Though gold was up on Monday, it continued to remain under pressure from a Federal Reserve policy meeting that was due on 15-16 December weeks, when the US central bank was expected to raise interest rates for the first time in nearly a decade. In its last policy meeting of the year on December 15-16, the Fed was seen raising rates by a quarter of a percentage point.
Gold has already slid 9 percent for the year, its third straight annual decline, in anticipation of a rate hike.
Gold dipped on Thursday morning in the US, with the start of US monetary policy normalization spurring the dollar.
The Federal Open Market Committee (FOMC) decided to start to normalize US monetary policy after seven years of near-zero interest rates, lifting the federal funds rate to 0.5 percent from 0.25 percent. The policy board still sees the long-run rate at 3.5 percent and finishing next year around 1.375 percent.
After markets halted to examine the impact of the rise, the dollar gained against other major currencies and pressured the precious metals lower – the greenback was last 0.7 percent stronger at 1.0844 against the euro.
Post the FOMC meet, gold was expected to come under increased downside pressure from a stronger dollar.
Investors will now focus on the pace of future rate rises, which will be affected by the general strength of the economy and underlying inflation data.
In US data, weekly unemployment claims for were in line with forecasts at 271,000 and were below the psychologically important 300,000 mark.
The Philly Fed manufacturing index for December at -5.9 missed the predicted 2.1 while the current account for September at -$124 billion was largely as expected.
While the Fed does not expect to reach its inflation target of two percent until 2018, Chairwoman Janet Yellen said in the following press conference that current transitory factors stem from low oil prices.
After Thursdays decline, the markers expected gold to drop further. But Gold prices jumped in morning trades Friday after the dollar weakened against other currencies and as investors bought back oversold position after prices slumped to over four-month low on Thursday.
Gold prices finally found some support in the weakening dollar index following profit booking and buying at lower level.
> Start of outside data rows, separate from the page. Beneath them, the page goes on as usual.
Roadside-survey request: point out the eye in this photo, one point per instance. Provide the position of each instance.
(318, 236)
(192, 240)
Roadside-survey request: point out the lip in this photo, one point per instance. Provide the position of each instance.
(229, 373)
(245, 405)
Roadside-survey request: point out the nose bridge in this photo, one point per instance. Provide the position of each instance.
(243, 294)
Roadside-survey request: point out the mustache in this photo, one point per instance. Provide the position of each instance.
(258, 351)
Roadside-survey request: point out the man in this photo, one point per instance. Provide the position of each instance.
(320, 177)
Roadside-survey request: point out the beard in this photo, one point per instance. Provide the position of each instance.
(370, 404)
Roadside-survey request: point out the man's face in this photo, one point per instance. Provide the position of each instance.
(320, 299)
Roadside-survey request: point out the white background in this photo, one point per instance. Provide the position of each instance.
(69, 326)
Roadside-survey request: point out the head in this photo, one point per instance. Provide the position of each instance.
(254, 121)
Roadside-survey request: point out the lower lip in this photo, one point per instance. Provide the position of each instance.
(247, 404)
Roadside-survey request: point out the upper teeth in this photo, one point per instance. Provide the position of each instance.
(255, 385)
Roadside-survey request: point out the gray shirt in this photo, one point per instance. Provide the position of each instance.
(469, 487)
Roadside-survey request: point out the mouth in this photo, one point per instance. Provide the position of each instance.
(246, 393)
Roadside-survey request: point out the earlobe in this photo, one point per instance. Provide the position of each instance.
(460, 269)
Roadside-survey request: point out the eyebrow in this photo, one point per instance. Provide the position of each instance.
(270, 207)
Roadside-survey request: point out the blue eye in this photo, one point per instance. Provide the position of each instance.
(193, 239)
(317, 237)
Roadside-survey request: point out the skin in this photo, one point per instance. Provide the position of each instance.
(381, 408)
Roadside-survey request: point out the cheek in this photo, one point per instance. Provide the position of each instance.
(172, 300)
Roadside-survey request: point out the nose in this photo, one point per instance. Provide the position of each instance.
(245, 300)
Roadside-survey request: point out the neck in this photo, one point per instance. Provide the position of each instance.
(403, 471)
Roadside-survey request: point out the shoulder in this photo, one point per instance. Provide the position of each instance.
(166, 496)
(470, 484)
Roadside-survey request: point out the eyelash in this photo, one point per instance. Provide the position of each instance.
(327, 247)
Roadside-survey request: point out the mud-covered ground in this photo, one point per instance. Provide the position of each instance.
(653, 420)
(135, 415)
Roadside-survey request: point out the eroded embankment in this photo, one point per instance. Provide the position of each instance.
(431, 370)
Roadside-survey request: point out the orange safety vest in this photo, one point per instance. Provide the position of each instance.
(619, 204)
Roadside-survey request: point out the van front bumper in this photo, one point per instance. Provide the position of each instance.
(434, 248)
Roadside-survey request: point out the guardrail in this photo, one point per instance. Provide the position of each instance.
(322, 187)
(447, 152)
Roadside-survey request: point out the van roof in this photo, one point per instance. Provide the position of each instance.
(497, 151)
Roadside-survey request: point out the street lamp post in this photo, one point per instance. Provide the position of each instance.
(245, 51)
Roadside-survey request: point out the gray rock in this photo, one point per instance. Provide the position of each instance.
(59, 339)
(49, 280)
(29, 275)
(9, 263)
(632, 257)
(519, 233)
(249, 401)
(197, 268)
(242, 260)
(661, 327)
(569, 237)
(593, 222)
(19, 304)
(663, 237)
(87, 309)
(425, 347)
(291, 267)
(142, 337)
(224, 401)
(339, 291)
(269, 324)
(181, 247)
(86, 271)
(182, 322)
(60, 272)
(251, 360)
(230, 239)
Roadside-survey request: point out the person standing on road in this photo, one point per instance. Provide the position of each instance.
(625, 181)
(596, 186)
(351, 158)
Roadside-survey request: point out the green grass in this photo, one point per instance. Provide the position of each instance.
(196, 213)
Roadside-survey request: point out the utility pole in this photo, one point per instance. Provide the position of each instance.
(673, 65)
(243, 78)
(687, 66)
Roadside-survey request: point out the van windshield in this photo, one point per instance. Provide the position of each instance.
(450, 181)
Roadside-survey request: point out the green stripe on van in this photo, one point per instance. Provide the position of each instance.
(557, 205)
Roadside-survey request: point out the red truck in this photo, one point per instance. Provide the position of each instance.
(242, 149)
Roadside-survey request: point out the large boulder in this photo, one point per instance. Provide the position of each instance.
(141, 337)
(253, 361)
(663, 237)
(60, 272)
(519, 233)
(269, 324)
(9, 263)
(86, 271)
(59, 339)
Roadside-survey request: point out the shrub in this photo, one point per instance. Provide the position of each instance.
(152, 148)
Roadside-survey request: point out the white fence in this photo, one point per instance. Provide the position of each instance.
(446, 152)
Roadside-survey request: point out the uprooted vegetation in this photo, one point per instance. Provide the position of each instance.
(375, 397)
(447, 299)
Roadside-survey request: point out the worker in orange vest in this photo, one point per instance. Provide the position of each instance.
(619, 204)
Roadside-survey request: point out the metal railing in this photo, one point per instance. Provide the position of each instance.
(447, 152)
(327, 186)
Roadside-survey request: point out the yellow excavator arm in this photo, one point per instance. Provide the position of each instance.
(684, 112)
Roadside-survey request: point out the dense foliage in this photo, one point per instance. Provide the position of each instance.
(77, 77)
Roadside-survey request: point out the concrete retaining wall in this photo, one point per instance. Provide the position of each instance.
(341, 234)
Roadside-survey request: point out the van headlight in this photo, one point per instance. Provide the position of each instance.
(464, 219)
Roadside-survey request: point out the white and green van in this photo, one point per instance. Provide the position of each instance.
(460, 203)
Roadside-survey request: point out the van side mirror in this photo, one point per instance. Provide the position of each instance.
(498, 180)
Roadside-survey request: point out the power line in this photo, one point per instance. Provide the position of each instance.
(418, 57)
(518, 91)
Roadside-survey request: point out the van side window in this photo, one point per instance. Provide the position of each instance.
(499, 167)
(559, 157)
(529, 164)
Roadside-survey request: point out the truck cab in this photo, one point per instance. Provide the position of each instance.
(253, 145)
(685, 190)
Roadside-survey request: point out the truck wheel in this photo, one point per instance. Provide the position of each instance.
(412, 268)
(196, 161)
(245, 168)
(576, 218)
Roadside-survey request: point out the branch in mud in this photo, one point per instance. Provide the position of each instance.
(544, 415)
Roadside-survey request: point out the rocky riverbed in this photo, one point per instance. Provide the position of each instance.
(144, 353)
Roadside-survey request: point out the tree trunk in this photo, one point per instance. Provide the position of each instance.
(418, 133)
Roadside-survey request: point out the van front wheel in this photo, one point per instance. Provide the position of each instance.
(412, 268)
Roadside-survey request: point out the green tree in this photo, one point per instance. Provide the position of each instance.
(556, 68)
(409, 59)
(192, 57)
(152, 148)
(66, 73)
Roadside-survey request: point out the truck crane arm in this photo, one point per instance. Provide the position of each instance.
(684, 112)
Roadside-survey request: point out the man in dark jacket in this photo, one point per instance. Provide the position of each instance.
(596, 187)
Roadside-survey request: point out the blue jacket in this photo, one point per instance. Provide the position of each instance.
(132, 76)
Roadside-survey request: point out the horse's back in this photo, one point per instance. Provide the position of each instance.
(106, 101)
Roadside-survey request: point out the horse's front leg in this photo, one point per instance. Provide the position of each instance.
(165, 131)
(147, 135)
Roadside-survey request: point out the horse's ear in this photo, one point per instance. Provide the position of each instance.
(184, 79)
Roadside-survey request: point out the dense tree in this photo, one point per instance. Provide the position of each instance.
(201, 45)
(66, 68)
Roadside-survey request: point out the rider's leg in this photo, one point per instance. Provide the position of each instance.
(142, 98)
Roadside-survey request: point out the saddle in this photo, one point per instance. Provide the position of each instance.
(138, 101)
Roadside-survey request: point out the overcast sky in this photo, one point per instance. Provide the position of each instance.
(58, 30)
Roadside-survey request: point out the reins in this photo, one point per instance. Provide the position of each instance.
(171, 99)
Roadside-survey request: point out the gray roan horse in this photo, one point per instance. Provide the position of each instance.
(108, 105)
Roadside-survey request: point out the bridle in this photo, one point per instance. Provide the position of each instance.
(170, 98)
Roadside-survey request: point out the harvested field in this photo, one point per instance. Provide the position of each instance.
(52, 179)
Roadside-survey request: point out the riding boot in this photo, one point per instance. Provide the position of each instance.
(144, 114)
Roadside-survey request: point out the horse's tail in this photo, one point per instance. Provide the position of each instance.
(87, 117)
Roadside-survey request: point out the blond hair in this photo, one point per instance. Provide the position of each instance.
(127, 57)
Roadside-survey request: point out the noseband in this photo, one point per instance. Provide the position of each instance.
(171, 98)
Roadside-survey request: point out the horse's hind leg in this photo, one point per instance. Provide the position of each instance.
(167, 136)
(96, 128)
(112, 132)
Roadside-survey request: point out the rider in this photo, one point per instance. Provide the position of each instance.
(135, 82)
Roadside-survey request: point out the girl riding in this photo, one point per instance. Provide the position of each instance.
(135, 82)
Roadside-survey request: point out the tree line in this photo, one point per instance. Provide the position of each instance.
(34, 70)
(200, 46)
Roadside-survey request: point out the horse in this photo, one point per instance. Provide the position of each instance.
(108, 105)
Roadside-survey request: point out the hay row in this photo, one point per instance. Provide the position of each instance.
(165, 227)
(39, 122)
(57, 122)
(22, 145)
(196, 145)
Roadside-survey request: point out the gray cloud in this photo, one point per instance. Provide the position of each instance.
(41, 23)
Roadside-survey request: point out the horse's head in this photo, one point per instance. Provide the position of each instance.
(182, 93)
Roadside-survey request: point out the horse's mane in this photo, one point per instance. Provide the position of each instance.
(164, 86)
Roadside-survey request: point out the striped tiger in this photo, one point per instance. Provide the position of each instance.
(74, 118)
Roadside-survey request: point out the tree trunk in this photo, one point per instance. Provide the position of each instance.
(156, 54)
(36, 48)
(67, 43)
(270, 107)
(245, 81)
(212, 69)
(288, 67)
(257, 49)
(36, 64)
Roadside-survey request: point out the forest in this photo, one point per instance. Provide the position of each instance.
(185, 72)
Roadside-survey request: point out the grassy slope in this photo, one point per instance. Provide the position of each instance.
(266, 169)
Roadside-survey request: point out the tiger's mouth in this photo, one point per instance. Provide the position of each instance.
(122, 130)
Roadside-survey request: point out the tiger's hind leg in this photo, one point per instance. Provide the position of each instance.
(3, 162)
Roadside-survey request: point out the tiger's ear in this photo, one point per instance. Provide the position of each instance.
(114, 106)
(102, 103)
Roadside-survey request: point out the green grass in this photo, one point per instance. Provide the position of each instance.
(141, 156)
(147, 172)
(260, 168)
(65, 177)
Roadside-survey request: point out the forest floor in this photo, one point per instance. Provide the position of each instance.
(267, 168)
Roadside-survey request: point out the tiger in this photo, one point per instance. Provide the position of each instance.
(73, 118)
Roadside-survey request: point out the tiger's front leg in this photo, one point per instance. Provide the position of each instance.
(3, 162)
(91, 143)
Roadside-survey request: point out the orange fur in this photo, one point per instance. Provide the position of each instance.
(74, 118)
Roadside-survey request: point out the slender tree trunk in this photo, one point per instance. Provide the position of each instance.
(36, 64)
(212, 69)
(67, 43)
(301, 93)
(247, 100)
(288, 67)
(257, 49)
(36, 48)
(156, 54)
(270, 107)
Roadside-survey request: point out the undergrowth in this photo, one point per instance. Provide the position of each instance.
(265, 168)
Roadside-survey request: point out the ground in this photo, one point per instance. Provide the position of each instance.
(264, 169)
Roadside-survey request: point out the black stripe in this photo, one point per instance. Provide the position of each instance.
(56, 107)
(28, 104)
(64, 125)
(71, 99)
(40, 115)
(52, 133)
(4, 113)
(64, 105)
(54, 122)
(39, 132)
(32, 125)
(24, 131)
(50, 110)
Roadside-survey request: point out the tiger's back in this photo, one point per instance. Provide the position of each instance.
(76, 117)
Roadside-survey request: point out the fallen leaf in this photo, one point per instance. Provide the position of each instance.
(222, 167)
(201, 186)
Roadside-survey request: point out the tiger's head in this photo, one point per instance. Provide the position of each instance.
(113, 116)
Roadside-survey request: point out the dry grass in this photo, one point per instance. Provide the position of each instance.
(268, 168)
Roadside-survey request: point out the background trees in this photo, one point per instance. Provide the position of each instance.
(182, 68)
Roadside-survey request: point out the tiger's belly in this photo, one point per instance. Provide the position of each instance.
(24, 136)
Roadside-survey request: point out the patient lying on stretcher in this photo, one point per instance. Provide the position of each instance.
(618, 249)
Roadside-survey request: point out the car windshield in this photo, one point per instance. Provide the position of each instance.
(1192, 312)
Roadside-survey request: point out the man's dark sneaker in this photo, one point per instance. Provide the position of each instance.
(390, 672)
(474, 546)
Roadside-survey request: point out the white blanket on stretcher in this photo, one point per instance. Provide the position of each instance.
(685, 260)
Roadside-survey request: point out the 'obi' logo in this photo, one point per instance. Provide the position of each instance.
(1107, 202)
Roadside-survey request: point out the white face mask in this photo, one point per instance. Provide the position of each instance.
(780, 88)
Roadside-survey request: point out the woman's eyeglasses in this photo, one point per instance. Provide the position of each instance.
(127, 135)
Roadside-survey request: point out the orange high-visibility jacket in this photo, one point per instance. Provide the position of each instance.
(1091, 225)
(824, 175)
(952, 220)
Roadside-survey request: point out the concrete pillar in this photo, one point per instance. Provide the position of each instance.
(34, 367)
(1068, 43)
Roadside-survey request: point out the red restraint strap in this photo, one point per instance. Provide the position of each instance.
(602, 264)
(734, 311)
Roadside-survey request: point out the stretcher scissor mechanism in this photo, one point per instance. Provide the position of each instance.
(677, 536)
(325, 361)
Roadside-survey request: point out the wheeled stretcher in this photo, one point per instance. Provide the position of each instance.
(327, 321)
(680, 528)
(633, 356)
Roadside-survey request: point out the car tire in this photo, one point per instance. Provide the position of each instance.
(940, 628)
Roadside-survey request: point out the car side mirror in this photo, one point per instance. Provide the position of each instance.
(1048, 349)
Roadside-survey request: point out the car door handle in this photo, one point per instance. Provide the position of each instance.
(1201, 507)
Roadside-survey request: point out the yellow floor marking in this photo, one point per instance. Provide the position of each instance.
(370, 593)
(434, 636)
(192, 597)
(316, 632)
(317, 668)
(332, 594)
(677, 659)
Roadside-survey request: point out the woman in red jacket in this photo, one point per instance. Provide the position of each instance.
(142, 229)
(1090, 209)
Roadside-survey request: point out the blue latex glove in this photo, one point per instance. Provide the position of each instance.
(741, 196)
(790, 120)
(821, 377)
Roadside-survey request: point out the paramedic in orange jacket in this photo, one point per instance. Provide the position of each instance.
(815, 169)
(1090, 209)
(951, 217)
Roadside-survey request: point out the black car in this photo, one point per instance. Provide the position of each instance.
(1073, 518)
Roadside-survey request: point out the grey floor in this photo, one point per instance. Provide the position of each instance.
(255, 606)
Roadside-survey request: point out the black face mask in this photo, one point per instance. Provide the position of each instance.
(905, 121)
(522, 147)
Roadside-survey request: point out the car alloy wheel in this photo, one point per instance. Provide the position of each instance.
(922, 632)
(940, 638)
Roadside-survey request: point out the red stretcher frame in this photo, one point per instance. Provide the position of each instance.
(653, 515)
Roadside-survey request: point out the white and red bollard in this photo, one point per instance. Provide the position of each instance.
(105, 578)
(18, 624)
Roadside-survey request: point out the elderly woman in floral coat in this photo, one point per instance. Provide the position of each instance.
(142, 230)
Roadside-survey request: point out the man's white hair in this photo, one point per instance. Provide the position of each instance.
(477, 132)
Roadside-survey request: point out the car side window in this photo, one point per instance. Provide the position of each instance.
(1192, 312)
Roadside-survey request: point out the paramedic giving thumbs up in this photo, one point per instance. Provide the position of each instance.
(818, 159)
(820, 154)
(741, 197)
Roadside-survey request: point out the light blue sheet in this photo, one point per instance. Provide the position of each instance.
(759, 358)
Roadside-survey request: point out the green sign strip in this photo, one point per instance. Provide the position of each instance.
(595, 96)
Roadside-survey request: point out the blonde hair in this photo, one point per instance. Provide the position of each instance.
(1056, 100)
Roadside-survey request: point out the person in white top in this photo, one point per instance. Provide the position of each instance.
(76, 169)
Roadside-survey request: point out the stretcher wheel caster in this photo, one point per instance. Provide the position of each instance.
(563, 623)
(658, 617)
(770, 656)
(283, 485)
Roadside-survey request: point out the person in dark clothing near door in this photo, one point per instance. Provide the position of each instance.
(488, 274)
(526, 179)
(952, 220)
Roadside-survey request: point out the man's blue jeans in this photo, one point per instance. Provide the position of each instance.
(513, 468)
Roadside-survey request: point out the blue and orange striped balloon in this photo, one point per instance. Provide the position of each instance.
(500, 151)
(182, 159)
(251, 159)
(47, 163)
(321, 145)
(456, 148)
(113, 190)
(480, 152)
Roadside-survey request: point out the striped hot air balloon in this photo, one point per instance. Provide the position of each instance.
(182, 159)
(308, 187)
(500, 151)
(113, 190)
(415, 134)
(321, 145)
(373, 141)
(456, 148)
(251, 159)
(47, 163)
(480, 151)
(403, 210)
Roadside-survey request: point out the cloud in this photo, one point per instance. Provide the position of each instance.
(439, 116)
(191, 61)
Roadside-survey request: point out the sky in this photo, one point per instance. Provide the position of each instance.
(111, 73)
Prices of the bullion were down as dollar index weakened against other currencies, boosting investors’ appetite for dollar-denominated commodities.
Gold was in positive territory on Friday morning in London after the dollar eased slightly amid growing expectations that the path to higher interest rates in the US will be a slow one.
The spot gold price was last at $1,054.9/1,055.2 per ounce, up $2.20 on Thursday’s close. Trade has ranged from $1,051.2 to $1,058.1 so far. In the previous session, the yellow metal dipped below $1,050.
Gold (and silver) rose on Friday, taking back about half of Thursday’s loss of approximately 2.00%.
Reasons behind the price rise were-
- The anxiety in equities restricting from the despair in crude prices
- A changed deliberation of a longer-term view that gold is “due” to rise because of weakening dollar strength
- Hurry to grasp snips.
In the coming days and weeks, the downside in precious metal prices may be limited due to low activity as a result of Christmas and New Year, volatility is expected to remain calm. But the year could start on a negative note for gold. Chairwoman Janet Yellen said future rate increases will be gradual and the policy could be reversed if the US economy begins to slow
In the interim, volumes are expected to shrink while market participants head to the sidelines during the holiday period, possibly resulting in choppy conditions.